L'agence de presse officielle libanaise (ANI) a rapporté "une série de frappes intenses (...) un peu moins d'une heure après l'avertissement" israélien.

A Habboush, un photographe de l'AFP a vu des volutes de fumée s'élever à la suite des bombardements.

Une autre frappe sur le village de Zrariyé, dans la région de Saïda, a par ailleurs fait quatre morts, dont deux femmes, et quatre blessés dont un enfant et une femme, a précisé le ministère dans la soirée.

Selon la même source, une femme a été tuée et sept personnes ont été blessées dans le district de la ville côtière de Tyr.

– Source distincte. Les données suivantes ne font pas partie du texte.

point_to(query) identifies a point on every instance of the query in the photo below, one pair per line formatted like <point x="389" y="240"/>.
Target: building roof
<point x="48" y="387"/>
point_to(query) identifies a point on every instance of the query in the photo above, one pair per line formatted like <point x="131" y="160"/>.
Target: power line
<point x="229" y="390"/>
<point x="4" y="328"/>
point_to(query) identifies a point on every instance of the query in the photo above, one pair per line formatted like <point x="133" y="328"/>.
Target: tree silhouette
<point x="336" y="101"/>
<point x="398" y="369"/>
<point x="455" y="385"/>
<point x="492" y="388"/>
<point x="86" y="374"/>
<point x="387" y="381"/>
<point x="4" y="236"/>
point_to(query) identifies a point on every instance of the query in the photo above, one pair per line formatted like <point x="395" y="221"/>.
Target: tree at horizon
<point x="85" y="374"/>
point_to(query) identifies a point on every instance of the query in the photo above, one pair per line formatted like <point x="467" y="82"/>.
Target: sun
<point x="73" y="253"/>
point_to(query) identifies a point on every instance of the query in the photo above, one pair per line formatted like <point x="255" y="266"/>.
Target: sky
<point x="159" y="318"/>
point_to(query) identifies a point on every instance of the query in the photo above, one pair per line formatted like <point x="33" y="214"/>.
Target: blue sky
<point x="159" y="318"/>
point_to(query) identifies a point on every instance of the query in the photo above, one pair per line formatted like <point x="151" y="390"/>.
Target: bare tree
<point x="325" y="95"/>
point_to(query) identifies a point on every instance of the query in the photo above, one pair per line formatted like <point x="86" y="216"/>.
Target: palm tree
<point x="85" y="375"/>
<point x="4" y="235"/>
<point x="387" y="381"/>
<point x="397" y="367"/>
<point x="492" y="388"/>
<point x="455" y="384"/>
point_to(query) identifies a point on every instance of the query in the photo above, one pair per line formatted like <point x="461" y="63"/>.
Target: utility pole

L'ANI avait auparavant fait état d'autres frappes et de tirs d'artillerie sur d'autres localités du Sud en dépit du cessez-le-feu entre le Hezbollah pro-iranien et Israël en vigueur depuis le 17 avril.

- Secouristes tués -

Jeudi, 17 personnes avaient été tuées dans des frappes sur le Sud, où l'armée israélienne a établi une zone de 10 km de profondeur à partir de la frontière, interdite d'accès à la presse et à la population, et effectue des opérations de démolition.

Des destructions ont ainsi été rapportées à Shamaa mais également à Yaroun, où un monastère, une école privée, des maisons, des commerces et des routes ont été démolies, selon l'agence ANI.

Israël affirme vouloir protéger sa région nord du Hezbollah, qui continue de revendiquer des attaques contre des positions israéliennes au Liban et, plus rarement, contre le territoire israélien.

L'armée israélienne a indiqué dans la nuit de vendredi à samedi avoir intercepté quatre "cibles aériennes" qui se dirigeaient vers le nord d'Israël, sans préciser leur provenance.

En vertu de l'accord de cessez-le-feu, Israël se réserve "le droit de prendre, à tout moment, toutes les mesures nécessaires en légitime défense contre des attaques planifiées, imminentes ou en cours", une clause que le Hezbollah conteste.

Selon le ministère libanais de la Santé, plus de 2.600 personnes ont été tuées depuis la reprise des hostilités entre le Hezbollah et Israël, le 2 mars, sur fond de guerre au Moyen-Orient.

D'après cette source, 103 secouristes font partie des morts.

"Qu'une personne qui tente de sauver des vies, d'apaiser la souffrance humaine, puisse être ciblée (...) c'est une chose que je trouve absolument inacceptable", a affirmé à des journalistes près de Beyrouth le secrétaire général adjoint de la Fédération Internationale des Sociétés de la Croix-Rouge et du Croissant-Rouge (FIRC), Xavier Castellanos.